71461.78766723892 {'sgdregressor__alpha': 0.001, 'sgdregressor__average': True, 'sgdregressor__max_iter': 30, 'sgdregressor__random_state': 0, 'sgdregressor__shuffle': True, 'sgdregressor__validation_fraction': 0.05}
70955.48822156455 {'sgdregressor__alpha': 0.001, 'sgdregressor__average': True, 'sgdregressor__max_iter': 30, 'sgdregressor__random_state': 4294967295, 'sgdregressor__shuffle': True, 'sgdregressor__validation_fraction': 0.05}
71461.78766723892 {'sgdregressor__alpha': 0.001, 'sgdregressor__average': True, 'sgdregressor__max_iter': 1000, 'sgdregressor__random_state': 0, 'sgdregressor__shuffle': True, 'sgdregressor__validation_fraction': 0.05}
70955.48822156455 {'sgdregressor__alpha': 0.001, 'sgdregressor__average': True, 'sgdregressor__max_iter': 1000, 'sgdregressor__random_state': 4294967295, 'sgdregressor__shuffle': True, 'sgdregressor__validation_fraction': 0.05}
71461.78766723892 {'sgdregressor__alpha': 0.001, 'sgdregressor__average': True, 'sgdregressor__max_iter': 2000

In [None]:
# I think the random forest model is better fitted to the data than the stochastic gradient model.

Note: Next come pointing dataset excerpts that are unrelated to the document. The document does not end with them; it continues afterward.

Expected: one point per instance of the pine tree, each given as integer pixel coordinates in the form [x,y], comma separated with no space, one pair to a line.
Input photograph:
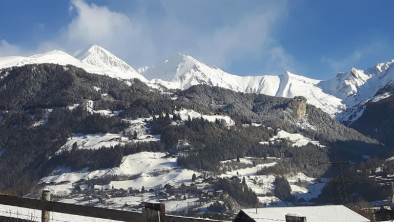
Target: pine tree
[135,135]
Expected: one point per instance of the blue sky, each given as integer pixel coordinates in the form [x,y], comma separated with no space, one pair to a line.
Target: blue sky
[314,38]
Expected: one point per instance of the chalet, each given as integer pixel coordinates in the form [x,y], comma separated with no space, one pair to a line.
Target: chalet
[328,213]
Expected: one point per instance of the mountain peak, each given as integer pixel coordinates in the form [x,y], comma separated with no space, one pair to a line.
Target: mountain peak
[100,57]
[88,51]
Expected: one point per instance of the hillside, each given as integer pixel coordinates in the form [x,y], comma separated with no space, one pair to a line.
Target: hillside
[58,103]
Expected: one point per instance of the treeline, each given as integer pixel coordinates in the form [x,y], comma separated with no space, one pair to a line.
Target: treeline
[105,157]
[356,183]
[240,192]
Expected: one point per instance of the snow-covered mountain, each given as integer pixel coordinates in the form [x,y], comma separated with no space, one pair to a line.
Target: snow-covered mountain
[100,57]
[93,59]
[344,96]
[356,87]
[183,71]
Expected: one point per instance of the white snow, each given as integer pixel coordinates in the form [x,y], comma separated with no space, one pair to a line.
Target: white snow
[2,152]
[380,97]
[62,58]
[48,113]
[99,57]
[346,90]
[181,72]
[296,138]
[93,141]
[35,215]
[185,113]
[153,168]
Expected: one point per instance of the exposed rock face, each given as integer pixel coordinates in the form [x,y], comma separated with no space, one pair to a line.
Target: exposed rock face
[297,107]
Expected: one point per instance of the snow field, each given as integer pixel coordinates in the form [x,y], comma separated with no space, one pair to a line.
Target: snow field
[155,170]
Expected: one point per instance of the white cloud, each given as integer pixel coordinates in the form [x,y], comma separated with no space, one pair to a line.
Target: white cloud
[112,30]
[141,40]
[7,49]
[281,59]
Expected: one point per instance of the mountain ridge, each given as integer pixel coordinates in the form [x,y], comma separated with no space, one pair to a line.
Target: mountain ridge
[342,97]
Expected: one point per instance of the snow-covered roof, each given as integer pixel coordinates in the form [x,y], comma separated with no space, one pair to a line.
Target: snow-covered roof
[328,213]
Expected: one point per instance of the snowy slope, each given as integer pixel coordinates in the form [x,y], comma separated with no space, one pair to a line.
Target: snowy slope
[62,58]
[357,87]
[344,96]
[181,72]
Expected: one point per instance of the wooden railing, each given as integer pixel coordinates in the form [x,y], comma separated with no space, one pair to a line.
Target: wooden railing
[153,212]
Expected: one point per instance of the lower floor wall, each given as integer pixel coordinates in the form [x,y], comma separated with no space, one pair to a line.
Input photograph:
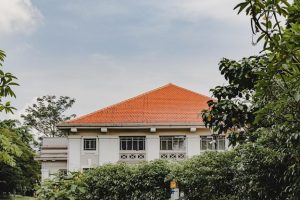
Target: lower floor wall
[50,168]
[108,149]
[86,152]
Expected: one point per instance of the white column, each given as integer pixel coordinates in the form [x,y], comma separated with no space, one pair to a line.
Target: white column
[193,145]
[74,150]
[108,149]
[152,147]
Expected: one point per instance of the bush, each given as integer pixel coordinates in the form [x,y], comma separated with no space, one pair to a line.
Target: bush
[249,172]
[71,187]
[208,176]
[259,173]
[111,181]
[121,181]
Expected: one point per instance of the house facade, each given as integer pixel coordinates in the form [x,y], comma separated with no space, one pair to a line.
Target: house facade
[164,123]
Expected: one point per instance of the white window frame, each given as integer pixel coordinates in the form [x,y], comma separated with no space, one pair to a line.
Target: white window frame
[132,139]
[210,138]
[173,139]
[89,150]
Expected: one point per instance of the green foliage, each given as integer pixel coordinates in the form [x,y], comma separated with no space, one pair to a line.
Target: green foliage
[208,176]
[9,150]
[61,187]
[119,181]
[7,80]
[258,173]
[21,175]
[270,115]
[47,113]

#Actual results form the SDG model for train and test data was overfitting. The test data had a higher rmse score than the train data
# After validation, the test data reduced significantly.

# Howerver, for the random forest model both train and test were similar for actual and after cross validation.